Manager Ned Yost has been pleased with the efficiency of camp thus far. The workouts have encouraged him. There have been no major injuries to worry about, he said. His focus is narrow, without much interest in being wowed by younger players at this time of year.
“I’ve done this a long time,” Yost said. “And I’ve seen a lot of guys that will knock your eyes out in B.P., and then not do anything once the games start. So I purposely just try to make sure that they’re doing what they’re supposed to do, staying healthy. And I’ll start evaluating once the games start.”
The Royals play their Cactus League opener against Texas on Feb. 27. The team has a pair of inter-squad games scheduled for the two days prior.

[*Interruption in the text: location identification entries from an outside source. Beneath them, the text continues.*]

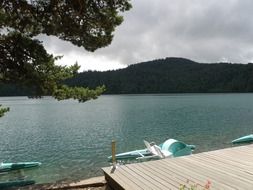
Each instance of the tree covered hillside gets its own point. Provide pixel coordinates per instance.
(171, 75)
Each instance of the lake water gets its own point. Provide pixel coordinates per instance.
(73, 139)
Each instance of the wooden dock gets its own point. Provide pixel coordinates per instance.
(230, 168)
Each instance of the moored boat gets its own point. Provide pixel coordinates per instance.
(16, 183)
(171, 148)
(6, 167)
(244, 139)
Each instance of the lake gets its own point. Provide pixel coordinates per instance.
(73, 139)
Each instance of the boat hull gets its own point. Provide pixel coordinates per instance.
(131, 154)
(16, 183)
(244, 139)
(6, 167)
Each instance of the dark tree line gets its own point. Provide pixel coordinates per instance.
(170, 75)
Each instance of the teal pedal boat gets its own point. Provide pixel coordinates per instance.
(16, 183)
(6, 167)
(244, 139)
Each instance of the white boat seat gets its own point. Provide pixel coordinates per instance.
(156, 150)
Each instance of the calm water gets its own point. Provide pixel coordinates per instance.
(72, 139)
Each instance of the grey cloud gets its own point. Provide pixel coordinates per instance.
(206, 31)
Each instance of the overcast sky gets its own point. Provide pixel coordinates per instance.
(201, 30)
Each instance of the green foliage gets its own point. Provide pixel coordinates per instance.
(89, 24)
(24, 61)
(3, 110)
(81, 94)
(171, 75)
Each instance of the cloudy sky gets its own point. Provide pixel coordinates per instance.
(201, 30)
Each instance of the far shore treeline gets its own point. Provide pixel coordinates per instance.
(169, 75)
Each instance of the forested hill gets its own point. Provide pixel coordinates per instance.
(171, 75)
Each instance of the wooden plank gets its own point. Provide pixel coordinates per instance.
(237, 168)
(153, 183)
(177, 177)
(192, 173)
(119, 181)
(134, 176)
(230, 168)
(218, 174)
(163, 179)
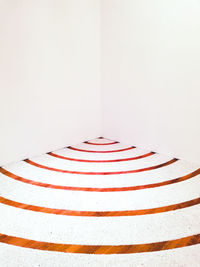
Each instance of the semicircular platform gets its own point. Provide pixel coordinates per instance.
(100, 203)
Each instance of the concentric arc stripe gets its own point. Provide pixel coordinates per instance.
(101, 173)
(100, 144)
(96, 151)
(101, 161)
(93, 189)
(168, 208)
(101, 249)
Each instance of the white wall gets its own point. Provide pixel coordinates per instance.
(49, 75)
(151, 74)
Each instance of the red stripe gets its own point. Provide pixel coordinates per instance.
(101, 249)
(101, 173)
(168, 208)
(94, 151)
(101, 161)
(92, 189)
(103, 144)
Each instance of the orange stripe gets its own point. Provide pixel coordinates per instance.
(101, 173)
(102, 161)
(92, 189)
(100, 249)
(173, 207)
(94, 151)
(99, 144)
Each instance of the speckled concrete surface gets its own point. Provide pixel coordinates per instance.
(99, 230)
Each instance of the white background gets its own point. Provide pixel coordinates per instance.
(55, 56)
(151, 74)
(49, 75)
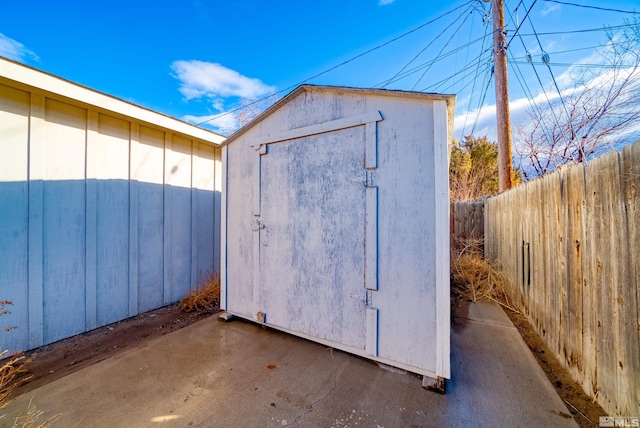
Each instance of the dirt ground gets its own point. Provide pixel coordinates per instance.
(59, 359)
(62, 358)
(585, 411)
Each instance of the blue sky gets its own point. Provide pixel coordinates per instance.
(196, 59)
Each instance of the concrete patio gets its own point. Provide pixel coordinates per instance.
(238, 374)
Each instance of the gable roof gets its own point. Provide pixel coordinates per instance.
(450, 99)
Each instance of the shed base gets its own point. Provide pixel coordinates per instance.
(438, 384)
(225, 316)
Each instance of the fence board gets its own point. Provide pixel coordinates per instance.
(466, 223)
(629, 386)
(569, 245)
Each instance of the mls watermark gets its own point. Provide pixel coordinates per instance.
(619, 421)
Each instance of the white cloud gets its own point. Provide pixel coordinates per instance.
(15, 50)
(205, 79)
(223, 123)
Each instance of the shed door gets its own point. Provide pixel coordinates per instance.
(312, 236)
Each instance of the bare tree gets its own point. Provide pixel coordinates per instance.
(596, 113)
(473, 169)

Shortstop Alcides Escobar was expected to arrive in town on Tuesday night, a day ahead of the full-squad report date. Escobar is the last major contributor who has yet to reach camp.
Yost does not expect any players to be delayed by either visa or travel problems.
After a workout on Tuesday, catcher Salvador Perez walked stiff-legged toward his locker. A sizable ice pack was strapped to his right knee. Perez insisted he was fine.
“Nothing,” Perez said when asked what happened. “I’m just taking care of my knee.”
He tore his the meniscus in his left knee during spring training in 2012. He missed the first 67 games of the season.
Guthrie upped the environmental consciousness of the team’s clubhouse during the late morning. After facing live hitters for the first time this spring, Guthrie rolled a sizable blue recycling container into the middle of the room. Working with a clubhouse attendant, Guthrie fashioned a cardboard sign instructing the players to only place their plastic bottles in the bin.
“We’re now recycling,” Guthrie said. “It’s official.”